Research

Folding through the energy landscape

We are interested in understanding the structural and dynamic information encoded in the linear amino acid sequence of proteins and how environmental factors can modulate this relationship. The amino acid sequence encodes the protein structure and the various conformations available to the polypeptide chain, and we describe the conformational space of a protein as an energy landscape. Our lab uses a combination of biophysical, structural, biochemical, and computational techniques to understand how changing a protein sequence and environment can affect protein folding, binding, degradation, allostery, and signaling. 

Single-molecule protein studies

Force spectroscopy with optical tweezers is a valuable technique that gives insight into the protein folding process at a single-molecule level. This technique can be used to understand the effect of mechanical force on the energy landscape of protein folding and unfolding, and to detect rare pathways and intermediates.

Two beads are attached to a molecule. One bead is tethered to a micropipette, the other to a laser trap, and force is applied. This technique can provide information on kinetics and thermodynamics of conformational changes measured by extension changes. 

We have also combined MD simulations with single-molecule experiments to explore the complexity of energy landscapes and investigate alternative folding pathways. 

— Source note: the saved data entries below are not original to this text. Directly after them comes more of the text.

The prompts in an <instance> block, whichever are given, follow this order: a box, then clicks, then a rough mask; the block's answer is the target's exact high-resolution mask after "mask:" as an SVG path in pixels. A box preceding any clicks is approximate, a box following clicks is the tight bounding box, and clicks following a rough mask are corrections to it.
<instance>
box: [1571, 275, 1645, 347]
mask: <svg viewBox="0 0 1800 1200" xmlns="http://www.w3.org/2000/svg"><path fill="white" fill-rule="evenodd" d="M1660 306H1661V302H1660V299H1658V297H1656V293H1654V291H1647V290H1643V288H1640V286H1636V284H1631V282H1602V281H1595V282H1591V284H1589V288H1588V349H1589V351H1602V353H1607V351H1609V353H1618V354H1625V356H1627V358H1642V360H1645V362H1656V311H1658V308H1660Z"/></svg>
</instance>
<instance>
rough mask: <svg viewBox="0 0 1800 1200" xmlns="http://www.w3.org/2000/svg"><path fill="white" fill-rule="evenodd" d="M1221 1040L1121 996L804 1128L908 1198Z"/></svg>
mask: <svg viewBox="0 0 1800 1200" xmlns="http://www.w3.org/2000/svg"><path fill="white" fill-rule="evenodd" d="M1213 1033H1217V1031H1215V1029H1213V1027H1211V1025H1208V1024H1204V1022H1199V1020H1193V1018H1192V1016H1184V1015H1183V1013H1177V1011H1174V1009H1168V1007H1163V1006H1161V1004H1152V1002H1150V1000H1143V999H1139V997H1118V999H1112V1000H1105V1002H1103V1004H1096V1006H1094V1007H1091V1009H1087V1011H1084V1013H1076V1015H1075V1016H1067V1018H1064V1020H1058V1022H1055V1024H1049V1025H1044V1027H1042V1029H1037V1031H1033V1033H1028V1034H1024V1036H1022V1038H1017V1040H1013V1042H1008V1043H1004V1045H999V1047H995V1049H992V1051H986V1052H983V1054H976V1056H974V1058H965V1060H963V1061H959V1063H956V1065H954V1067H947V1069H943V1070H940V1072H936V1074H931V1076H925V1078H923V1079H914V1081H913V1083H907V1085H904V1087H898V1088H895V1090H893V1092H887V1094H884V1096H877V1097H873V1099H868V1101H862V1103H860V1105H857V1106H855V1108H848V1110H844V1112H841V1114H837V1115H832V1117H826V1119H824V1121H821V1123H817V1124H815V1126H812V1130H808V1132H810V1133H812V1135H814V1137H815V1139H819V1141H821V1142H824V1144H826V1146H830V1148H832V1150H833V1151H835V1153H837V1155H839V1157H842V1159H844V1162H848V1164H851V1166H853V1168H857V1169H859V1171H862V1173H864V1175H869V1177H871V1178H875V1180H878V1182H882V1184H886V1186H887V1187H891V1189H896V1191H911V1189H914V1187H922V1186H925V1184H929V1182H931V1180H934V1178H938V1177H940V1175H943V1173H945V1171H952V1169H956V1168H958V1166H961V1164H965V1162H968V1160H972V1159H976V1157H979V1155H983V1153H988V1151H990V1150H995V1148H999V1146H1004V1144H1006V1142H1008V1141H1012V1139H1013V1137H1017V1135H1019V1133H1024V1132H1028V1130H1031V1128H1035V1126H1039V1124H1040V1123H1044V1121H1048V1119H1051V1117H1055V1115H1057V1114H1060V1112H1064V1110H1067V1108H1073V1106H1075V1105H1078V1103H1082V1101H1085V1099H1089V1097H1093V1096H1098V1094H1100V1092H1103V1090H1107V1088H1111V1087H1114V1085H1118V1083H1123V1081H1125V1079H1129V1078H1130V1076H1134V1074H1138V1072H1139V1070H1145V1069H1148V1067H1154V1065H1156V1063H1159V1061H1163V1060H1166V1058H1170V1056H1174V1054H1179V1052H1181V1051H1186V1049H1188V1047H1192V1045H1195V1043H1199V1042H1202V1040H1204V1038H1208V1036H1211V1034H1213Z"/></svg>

Protein folding in the cell

The cellular environment is often vastly different from in vitro conditions. The presence of other macromolecules and post-translational modifications play roles in protein folding and dynamics that we are only beginning to understand. We are currently focusing our efforts on studying co-translational folding and protein ubiquitination, in addition to exploring how protein dynamics play a role in signal transduction pathways. 

All proteins have the opportunity to fold co-translationally, raising questions regarding the structure and dynamics of the nascent polypeptide as it emerges from the ribosome. We are using proteolysis, fluorescence, mass spectrometry, and single-molecule approaches to understand how the ribosome and the vectorial nature of translation affect folding in vitro and in vivo.

Protein substrates in the cell are also often modified post-translationally via ubiquitination, phosphorylation, and other PTMs. We are developing methodologies for studying how ubiquitination affects the local and global stabilities of substrate proteins and how this relates to degradation by the proteasome.

Effects of sequence variation on energy landscapes

Protein sequences change over evolutionary time in response to evolutionary pressures and natural drift. As the sequence changes, so does the energy landscape and its associated biophysical parameters. We are using Ancestral Sequence Reconstruction (ASR) methods to probe how sequence space and energy landscapes have changed over time. Both ASR and the consensus method have been shown to result in proteins that are more stable than the starting extant sequences. We are applying both methods to the RNase H family to explore the differences between the resulting proteins.